Brown was motivated to teach after growing up struggling with how to get his foot in the door of the college and the creative industry.
“And [I] pretty much had to knock down those doors and figure that out for myself.," Brown says. "So being a 20-year veteran of the industry, I want to go back and make that pathway a lot easier for young creatives, especially in Black and Brown communities.”
His program, ”Designing Dream Initiative,” uses his creative industry savvy with his glowing passion for helping underserved youth unleash their full potential.
The passion project, which is powered through the ArtCenter, visits various schools in the Los Angeles area. There, Brown guides kids through the industry and the various pathways into creative career sectors.
Then through a hands-on workshop called “Sneaker Science,” he blends components of footwear design with STEM and engineering to demonstrate the fabrication of sneakers.
“So we're combining sort of this new pop culture and how popular footwear is in current youth culture and leveraging that into a teaching modality.”
The foundation of the workshops is exposing the kids to something they probably never thought of pursuing and making them aware of possibilities they never knew existed.
When he's not teaching, Brown is creating products for various brands like Nike, Puma, and Everlast. Before footwear, he was a toy designer for Disney Pixar for 10 years, developing and designing the original Buzz Lightyear toy.
Though he revels in his success, it wasn’t always easy for Brown as a Black creative.
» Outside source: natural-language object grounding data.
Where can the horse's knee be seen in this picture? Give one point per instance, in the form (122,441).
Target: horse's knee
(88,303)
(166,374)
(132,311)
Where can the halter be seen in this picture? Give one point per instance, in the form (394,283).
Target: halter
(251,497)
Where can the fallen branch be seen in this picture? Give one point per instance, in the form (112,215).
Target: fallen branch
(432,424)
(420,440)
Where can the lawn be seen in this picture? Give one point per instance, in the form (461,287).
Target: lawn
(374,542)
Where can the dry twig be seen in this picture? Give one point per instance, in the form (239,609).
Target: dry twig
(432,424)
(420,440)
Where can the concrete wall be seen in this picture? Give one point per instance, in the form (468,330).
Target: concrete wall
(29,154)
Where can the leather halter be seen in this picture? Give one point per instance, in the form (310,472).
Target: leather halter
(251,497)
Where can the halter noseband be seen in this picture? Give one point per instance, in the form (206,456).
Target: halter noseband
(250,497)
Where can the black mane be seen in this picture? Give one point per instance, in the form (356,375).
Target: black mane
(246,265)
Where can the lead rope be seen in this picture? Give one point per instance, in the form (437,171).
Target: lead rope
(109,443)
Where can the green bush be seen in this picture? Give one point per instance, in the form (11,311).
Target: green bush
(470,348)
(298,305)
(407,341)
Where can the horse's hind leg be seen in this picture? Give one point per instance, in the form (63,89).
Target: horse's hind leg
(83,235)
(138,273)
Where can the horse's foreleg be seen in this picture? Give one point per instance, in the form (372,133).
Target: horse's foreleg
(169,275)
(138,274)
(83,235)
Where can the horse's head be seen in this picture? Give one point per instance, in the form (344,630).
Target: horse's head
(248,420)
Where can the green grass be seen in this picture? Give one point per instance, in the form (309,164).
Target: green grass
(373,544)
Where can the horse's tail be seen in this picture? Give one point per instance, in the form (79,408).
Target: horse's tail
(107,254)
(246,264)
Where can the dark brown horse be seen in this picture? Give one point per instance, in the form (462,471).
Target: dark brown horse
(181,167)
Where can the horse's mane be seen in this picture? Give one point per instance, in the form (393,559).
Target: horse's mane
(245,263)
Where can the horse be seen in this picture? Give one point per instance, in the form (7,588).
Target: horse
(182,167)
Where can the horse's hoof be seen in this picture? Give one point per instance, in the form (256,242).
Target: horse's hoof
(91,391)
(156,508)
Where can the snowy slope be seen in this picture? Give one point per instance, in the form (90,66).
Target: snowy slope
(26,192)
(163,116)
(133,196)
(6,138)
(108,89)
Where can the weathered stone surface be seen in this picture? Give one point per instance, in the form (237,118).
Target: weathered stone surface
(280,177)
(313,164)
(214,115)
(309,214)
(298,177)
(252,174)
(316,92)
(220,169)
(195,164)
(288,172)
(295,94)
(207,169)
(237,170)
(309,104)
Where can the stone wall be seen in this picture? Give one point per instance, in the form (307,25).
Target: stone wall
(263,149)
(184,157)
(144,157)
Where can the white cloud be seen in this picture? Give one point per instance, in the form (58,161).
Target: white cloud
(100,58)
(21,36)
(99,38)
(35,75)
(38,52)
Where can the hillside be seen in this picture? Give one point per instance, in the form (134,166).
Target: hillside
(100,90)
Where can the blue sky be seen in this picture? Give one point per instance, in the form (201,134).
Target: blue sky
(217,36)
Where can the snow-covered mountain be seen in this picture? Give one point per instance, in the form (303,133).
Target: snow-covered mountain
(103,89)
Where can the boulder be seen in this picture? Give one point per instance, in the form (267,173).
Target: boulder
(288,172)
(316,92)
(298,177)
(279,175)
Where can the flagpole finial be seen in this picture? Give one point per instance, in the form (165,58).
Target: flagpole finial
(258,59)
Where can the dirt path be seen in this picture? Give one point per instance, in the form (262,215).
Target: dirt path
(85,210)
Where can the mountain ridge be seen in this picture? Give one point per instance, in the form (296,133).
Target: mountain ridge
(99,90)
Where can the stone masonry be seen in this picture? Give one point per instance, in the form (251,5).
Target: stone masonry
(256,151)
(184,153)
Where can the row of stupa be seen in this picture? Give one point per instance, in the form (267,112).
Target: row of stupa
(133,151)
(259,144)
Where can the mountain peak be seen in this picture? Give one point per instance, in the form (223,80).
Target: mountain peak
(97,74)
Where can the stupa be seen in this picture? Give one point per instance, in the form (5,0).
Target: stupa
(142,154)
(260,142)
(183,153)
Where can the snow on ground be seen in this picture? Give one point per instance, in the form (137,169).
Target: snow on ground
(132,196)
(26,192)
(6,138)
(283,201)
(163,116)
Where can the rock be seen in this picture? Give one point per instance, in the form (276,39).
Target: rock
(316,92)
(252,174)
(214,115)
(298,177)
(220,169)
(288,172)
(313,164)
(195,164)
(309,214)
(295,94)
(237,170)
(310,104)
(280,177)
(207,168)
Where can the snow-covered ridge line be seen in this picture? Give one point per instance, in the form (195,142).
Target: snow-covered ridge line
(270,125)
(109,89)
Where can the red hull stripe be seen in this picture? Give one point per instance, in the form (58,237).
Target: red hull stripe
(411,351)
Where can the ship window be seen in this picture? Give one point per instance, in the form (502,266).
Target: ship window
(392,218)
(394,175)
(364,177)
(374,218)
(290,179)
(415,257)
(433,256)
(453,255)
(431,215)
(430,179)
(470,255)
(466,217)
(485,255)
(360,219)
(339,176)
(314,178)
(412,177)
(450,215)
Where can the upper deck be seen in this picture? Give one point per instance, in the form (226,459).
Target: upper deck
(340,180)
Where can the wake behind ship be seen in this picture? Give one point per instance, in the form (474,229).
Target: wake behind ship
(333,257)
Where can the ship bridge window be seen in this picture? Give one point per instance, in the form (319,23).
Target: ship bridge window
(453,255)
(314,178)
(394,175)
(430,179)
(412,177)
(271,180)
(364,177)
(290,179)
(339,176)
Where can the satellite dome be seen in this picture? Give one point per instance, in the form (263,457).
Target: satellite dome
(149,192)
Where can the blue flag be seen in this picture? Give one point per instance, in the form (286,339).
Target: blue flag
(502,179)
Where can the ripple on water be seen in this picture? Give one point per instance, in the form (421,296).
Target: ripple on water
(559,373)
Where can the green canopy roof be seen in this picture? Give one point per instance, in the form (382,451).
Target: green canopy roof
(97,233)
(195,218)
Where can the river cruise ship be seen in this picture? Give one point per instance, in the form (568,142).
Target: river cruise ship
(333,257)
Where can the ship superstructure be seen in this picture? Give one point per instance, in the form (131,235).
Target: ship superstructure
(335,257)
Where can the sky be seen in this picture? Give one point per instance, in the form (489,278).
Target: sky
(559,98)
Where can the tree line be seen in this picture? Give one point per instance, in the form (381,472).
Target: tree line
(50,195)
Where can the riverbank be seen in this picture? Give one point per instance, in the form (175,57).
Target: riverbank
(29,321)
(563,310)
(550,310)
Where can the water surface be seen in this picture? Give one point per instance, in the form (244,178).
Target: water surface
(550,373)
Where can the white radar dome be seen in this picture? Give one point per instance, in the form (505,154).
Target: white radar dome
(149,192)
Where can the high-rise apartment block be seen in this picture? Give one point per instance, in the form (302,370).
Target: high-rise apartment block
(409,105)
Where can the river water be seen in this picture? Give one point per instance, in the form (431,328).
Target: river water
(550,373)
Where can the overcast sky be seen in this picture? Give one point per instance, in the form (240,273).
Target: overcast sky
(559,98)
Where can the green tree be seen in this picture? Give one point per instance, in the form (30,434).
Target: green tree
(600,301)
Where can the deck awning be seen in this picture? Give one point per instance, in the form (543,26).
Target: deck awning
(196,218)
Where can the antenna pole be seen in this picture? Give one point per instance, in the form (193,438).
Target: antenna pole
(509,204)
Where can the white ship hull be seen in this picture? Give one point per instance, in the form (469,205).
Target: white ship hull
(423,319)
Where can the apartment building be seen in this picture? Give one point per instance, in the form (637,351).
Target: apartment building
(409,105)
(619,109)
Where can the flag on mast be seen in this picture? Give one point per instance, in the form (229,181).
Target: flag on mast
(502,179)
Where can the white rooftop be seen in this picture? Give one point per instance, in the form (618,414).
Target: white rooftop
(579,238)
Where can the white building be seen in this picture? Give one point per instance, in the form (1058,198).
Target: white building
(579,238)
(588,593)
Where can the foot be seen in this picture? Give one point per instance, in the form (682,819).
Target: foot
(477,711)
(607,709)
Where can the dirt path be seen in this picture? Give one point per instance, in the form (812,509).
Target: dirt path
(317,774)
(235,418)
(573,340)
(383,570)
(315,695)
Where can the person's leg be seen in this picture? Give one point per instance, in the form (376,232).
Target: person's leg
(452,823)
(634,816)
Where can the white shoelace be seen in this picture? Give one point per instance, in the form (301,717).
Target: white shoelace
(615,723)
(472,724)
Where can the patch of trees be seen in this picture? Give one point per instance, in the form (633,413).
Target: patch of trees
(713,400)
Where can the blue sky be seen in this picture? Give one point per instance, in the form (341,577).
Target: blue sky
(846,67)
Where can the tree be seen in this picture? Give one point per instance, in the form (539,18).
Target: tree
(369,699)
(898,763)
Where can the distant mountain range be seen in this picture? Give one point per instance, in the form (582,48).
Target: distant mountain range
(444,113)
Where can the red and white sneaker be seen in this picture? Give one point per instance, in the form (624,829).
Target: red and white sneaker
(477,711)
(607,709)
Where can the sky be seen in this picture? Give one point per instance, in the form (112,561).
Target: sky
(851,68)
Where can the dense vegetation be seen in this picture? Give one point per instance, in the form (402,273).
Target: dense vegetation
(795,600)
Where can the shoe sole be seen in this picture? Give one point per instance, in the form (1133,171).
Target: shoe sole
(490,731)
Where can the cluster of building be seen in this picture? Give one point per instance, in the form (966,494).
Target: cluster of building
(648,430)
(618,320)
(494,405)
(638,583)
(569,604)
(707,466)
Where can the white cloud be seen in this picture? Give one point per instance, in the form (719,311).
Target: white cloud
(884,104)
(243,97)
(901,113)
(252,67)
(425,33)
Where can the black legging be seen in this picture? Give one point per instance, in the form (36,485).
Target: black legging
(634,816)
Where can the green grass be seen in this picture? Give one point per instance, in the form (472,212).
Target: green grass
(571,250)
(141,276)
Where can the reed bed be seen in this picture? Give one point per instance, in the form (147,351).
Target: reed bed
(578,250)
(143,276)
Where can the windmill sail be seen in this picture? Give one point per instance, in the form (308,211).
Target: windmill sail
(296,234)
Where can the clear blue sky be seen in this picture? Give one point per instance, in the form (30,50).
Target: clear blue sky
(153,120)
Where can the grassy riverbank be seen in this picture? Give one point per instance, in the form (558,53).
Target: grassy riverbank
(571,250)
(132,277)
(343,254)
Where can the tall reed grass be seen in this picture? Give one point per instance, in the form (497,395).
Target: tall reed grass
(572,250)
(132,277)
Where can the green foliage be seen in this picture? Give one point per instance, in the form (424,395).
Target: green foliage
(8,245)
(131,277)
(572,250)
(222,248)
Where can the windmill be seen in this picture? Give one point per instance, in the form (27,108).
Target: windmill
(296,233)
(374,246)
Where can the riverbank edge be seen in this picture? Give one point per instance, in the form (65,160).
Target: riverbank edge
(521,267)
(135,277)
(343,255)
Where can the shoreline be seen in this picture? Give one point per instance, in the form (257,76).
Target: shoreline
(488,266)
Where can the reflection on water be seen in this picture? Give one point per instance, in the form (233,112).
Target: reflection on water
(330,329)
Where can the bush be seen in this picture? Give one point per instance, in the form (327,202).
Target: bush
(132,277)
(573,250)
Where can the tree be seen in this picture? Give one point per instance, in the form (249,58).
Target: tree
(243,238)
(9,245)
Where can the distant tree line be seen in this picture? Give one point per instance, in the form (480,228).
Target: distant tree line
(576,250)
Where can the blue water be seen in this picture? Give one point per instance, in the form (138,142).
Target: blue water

He initially grew up in the Pasadena area as what he called“a tough neighborhood.” Despite his surroundings, he immersed himself in the arts, working in a model shop and later making graffiti arts and T-shirts as a teenager.
He later learned about ArtCenter through one of his professors. After being enthralled during a visit to the campus, he put together a portfolio and was accepted.
However, he felt isolated despite the achievement.
“Being that person, especially when I was at Art Center, one of the few Black students at the university, it can be quite isolating that you're this creative and nothing around you looks like you or sounds like you or goes through the struggles that you're going through, you know, economically.”
However, through the Design Dream Initiative, Brown hopes to be that example for Black and Brown youth who may not see themselves in creative industries.
“To be able to come alongside someone and support them with their goal and their vision or even plant a seed of a goal," Brown says. "And a vision of empowerment is is a tremendous opportunity and privilege.”
Anyone who wants to get involved with the initiative can reach out to the ArtCenter's Department of Diversity, Equity, and Inclusion.
All they need is one creatively designed foot forward onto that pathway.
“I am that. I am that story literally. I never knew that I enjoyed designing shoes —30 years later, I'm like, I still love designing shoes. And I didn't know it until I tried it.”